With this movement data established, researchers in this study then looked at daily vessel tracking information from the Chilean National Fisheries and Aquaculture Service (SERNAPESCA). It is mandatory for all industrial, artisanal, aquaculture, and transport fleets to provide tracking information to SERNAPESCA. They found that while the artisanal fishing fleet showed the highest degree of spatial overlap with the blue whales, the aquaculture fleet is by far the most densely distributed, so it is likely the major driver of negative interactions. They also found that the highest probability of vessel interaction was in the inner waters.

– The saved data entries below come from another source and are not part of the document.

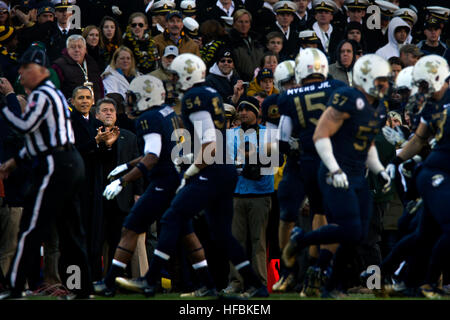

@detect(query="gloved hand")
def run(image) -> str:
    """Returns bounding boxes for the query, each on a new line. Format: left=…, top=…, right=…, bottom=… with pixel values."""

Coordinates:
left=112, top=6, right=122, bottom=15
left=173, top=153, right=194, bottom=174
left=288, top=136, right=300, bottom=151
left=399, top=155, right=422, bottom=179
left=107, top=163, right=130, bottom=180
left=327, top=169, right=349, bottom=189
left=377, top=170, right=391, bottom=193
left=382, top=126, right=405, bottom=146
left=385, top=156, right=404, bottom=179
left=103, top=179, right=124, bottom=200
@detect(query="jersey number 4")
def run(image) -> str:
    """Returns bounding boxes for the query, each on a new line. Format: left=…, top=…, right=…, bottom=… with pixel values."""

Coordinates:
left=294, top=91, right=326, bottom=128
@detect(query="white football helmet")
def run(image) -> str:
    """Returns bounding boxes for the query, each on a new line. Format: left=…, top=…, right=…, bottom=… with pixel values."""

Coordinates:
left=169, top=53, right=206, bottom=91
left=294, top=48, right=328, bottom=83
left=274, top=60, right=296, bottom=92
left=412, top=54, right=450, bottom=94
left=127, top=75, right=166, bottom=115
left=353, top=54, right=391, bottom=98
left=395, top=66, right=414, bottom=91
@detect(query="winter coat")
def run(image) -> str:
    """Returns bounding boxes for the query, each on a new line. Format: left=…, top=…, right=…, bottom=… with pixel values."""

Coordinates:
left=204, top=63, right=240, bottom=104
left=102, top=65, right=139, bottom=100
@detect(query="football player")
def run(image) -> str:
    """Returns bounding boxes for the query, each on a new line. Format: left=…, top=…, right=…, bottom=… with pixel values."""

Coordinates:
left=282, top=54, right=392, bottom=296
left=273, top=49, right=347, bottom=295
left=92, top=75, right=206, bottom=297
left=382, top=55, right=450, bottom=298
left=116, top=54, right=268, bottom=298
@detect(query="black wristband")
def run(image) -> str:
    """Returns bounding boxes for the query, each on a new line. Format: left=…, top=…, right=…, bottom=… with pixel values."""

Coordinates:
left=135, top=162, right=148, bottom=176
left=119, top=177, right=128, bottom=187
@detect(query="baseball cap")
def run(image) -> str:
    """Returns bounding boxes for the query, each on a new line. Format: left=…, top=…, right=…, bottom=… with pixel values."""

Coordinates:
left=257, top=68, right=274, bottom=81
left=0, top=1, right=8, bottom=11
left=163, top=45, right=179, bottom=57
left=19, top=46, right=50, bottom=67
left=37, top=1, right=55, bottom=16
left=166, top=10, right=183, bottom=20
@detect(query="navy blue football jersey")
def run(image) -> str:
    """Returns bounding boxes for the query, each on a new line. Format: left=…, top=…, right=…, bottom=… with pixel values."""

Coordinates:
left=135, top=105, right=181, bottom=178
left=278, top=79, right=347, bottom=159
left=328, top=86, right=388, bottom=176
left=420, top=89, right=450, bottom=170
left=181, top=84, right=228, bottom=162
left=261, top=94, right=281, bottom=127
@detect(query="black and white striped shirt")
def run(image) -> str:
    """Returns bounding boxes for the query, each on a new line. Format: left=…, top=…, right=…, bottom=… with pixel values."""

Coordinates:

Researchers emphasized that urgent management actions are needed to keep whales and vessels apart where possible, and other measures (such as speed regulation) are needed where this isn’t possible. Blue whales are unable to avoid vessels unless the vessel is in a relatively slow ascent or descent, and whales cannot move away from vessels horizontally, so it is our responsibility to ensure safe passage for them whenever we can. Research like this can and must be applied to identify safe corridors, and this needs to be done on an international scale.  For the blue whale, the loss of even a few individuals per year could mean the difference between extinction and recovery.  

It is an unfortunate truth that much of the technology developed over the years has been used to the detriment of animals and the environment. As we face the consequences of our actions, we see that technology can be used to rebuild as well as to destroy. This study is an example of the former, with researchers using the latest technology to call on us to be better stewards of the earth.